We found that the market for commercial building retrofits is growing and there is a huge potential for program involvement. Leading programs have innovatively designed incentives that encourage deeper savings. In addition to monetary incentives, we observe that programs providing streamlined, end-to-end support tend have more satisfied customers. Effective programs not only help identify savings, but also take the extra step to help procure funding, provide technical assistance, and offer incentives for ongoing optimization.

We also found that exciting developments at the intersection of information technology and energy efficiency have enabled access to granular, real-time energy-use data and advanced analytical capabilities. Software solutions utilizing these data and capabilities are creating new opportunities for whole-building assessments, identification of comprehensive savings, and automated monitoring and tracking of energy-systems performance. We believe that advanced data analytics has the potential to help scale up and prioritize the pool of prospects for comprehensive retrofits.
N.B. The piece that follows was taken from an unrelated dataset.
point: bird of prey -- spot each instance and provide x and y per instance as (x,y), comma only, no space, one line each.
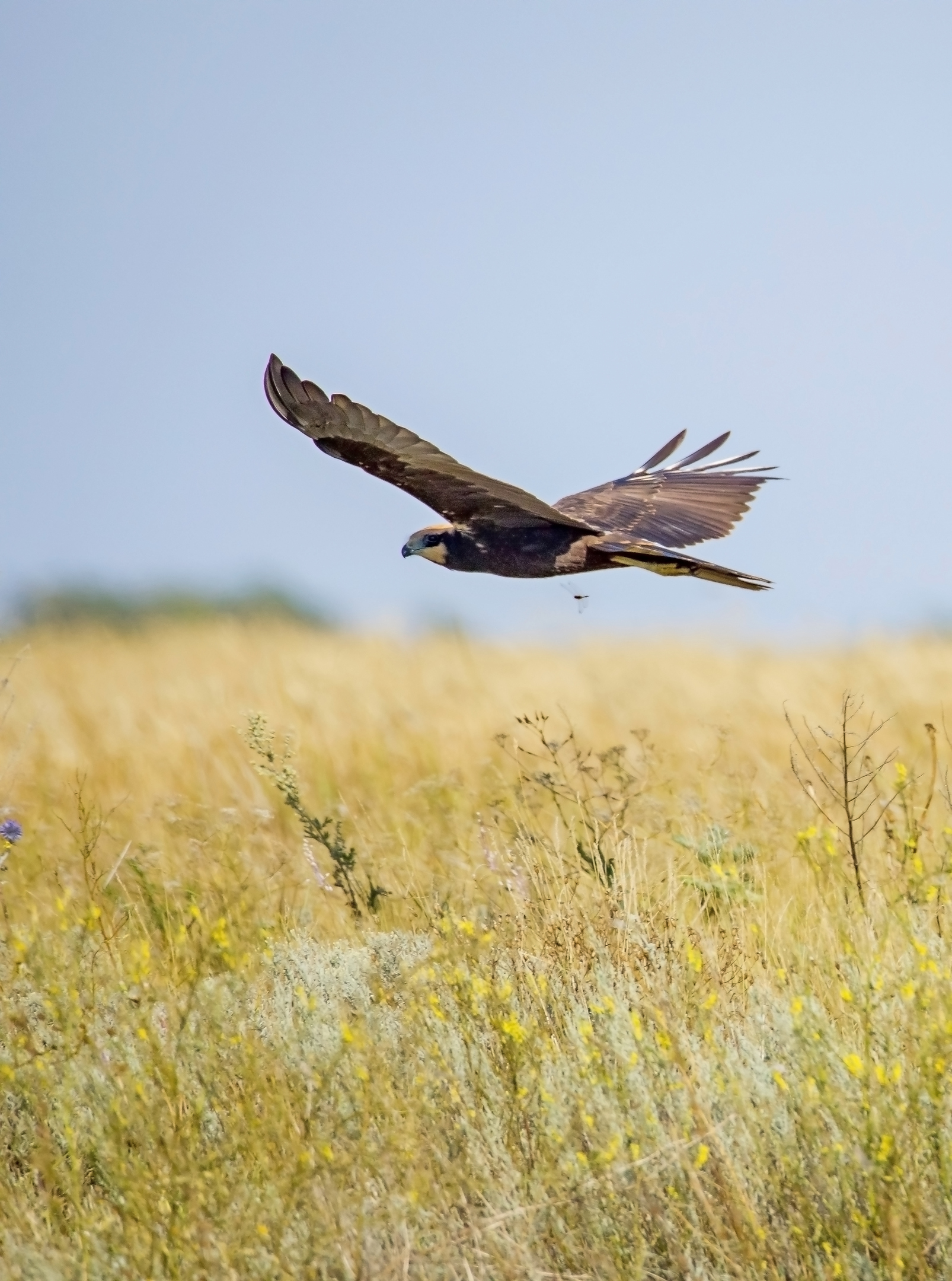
(494,528)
While most programs have traditionally focused on the largest commercial customers, smaller commercial facilities such as restaurants, nursing homes, clinics, and warehouses tend to have similar energy-use characteristics within their own segment and are promising prospects for efficiency programs. Such niche customers are often driven by competitive pressures to improve their operations, and are thus highly receptive to program incentives.

Finally, we underscore the need to align program benefits with the business mission of the customer. Efficiency retrofits provide many non-energy benefits such as health, safety, comfort, and productivity improvements, in addition to the energy savings, which can help businesses achieve their primary institutional mission. Call it the “whole elephant” method.